La noticia, confirmada por WWD, marca el cierre de un ciclo histórico que inició en 1988 y que cambió para siempre la forma de hacer —y mirar— la moda. Desde entonces, Wintour no solo editó una revista: moldeó la cultura pop, impulsó carreras legendarias como la de Alexander McQueen, y llevó el glamour a la política y el activismo, poniendo en portada a figuras como Beyoncé, Michelle Obama y Serena Williams.
La emperatriz de las portadas
Melena perfecta, gafas oscuras y una mirada que impone respeto en cualquier pasarela: así es Anna. Su estilo se volvió símbolo de poder. Pero su legado va más allá de lo visual: transformó Vogue en una plataforma cultural, artística y social que rompió moldes y marcó agendas globales. También fue la mente detrás del evento más esperado del año en moda: la Gala del Met.

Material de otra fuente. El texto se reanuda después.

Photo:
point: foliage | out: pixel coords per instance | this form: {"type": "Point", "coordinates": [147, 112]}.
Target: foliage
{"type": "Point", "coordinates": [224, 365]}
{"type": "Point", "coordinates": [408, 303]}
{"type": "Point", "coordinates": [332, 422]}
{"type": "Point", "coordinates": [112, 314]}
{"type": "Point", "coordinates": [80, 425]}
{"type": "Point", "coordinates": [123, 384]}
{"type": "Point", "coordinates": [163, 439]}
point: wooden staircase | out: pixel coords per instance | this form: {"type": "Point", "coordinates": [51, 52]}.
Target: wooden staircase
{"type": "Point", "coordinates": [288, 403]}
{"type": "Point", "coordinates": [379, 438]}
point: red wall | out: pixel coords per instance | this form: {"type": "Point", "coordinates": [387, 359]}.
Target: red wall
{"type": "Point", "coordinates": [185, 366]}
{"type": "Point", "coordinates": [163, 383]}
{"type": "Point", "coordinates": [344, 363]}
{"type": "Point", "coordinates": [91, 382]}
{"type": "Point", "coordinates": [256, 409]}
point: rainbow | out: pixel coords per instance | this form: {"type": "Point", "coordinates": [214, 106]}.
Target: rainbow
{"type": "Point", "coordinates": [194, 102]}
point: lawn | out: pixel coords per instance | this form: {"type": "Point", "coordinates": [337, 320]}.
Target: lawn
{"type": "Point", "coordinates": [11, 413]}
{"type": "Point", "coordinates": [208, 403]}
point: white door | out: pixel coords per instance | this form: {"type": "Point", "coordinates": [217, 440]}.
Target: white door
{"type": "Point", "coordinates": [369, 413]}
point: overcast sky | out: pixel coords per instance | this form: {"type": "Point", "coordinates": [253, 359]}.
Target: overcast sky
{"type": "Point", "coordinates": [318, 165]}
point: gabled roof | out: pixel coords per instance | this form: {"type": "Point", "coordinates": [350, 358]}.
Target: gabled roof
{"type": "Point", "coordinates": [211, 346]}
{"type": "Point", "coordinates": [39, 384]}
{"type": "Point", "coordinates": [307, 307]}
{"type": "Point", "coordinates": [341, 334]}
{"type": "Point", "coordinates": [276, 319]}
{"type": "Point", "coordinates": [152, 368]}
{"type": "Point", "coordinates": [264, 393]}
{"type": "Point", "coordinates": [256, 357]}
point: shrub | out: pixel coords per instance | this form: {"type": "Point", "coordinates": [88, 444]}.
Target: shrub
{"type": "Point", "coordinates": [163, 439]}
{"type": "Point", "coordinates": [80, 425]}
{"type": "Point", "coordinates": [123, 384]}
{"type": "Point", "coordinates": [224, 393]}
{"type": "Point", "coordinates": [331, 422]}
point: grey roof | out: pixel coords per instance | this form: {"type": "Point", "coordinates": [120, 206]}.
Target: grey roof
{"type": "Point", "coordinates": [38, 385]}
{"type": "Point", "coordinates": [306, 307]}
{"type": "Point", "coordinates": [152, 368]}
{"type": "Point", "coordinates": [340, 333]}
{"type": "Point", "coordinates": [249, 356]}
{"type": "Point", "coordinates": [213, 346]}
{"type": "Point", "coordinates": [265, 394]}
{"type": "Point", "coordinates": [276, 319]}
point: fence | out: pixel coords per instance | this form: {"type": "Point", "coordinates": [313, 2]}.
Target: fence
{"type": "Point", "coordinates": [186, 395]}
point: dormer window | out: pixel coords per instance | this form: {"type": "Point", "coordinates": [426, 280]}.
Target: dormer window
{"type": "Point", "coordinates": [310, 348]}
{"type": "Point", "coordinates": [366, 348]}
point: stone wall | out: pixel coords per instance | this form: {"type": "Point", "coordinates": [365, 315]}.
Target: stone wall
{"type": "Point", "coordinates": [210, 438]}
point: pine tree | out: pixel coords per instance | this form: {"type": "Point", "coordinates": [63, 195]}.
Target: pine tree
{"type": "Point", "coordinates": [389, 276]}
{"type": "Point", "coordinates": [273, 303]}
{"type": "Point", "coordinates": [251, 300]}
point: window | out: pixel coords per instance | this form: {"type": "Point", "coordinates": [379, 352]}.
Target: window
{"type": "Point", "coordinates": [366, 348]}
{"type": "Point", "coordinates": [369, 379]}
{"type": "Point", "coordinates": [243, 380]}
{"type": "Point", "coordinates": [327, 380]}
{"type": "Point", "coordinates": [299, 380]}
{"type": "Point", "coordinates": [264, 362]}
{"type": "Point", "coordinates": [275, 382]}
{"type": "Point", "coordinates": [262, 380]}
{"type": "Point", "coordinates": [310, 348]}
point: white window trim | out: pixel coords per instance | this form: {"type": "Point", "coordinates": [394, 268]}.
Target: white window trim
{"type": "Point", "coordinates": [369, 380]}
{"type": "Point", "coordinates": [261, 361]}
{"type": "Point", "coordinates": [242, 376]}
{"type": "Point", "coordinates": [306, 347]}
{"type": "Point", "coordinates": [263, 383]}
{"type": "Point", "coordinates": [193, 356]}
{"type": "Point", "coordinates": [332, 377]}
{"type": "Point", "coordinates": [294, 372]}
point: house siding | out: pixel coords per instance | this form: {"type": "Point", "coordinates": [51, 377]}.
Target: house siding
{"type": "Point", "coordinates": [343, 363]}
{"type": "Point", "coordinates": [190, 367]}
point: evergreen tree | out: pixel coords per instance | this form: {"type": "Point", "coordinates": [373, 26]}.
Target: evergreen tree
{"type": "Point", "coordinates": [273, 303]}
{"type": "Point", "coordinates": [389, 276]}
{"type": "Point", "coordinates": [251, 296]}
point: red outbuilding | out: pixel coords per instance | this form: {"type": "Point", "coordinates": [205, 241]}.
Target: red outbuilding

Aunque su liderazgo fue tan respetado como temido —y sí, inspiró “El Diablo viste a la Moda”—, Wintour supo surfear las olas de la crítica y los cambios. En plena era digital, mantuvo a Vogue como referente, adaptándose a TikTok, Instagram, y al nuevo lenguaje de la moda global.
Aunque deja la dirección editorial de la edición estadounidense, Anna no se retira del todo: seguirá como directora editorial global de Vogue y jefa de contenido de Condé Nast, supervisando todas las ediciones internacionales de la revista.
Condé Nast ya está en busca de su sucesor o sucesora, en un momento donde el papel de editor en jefe se transforma. Una página se cierra, pero el legado de Anna Wintour sigue escribiéndose con tinta dorada en el universo de la moda.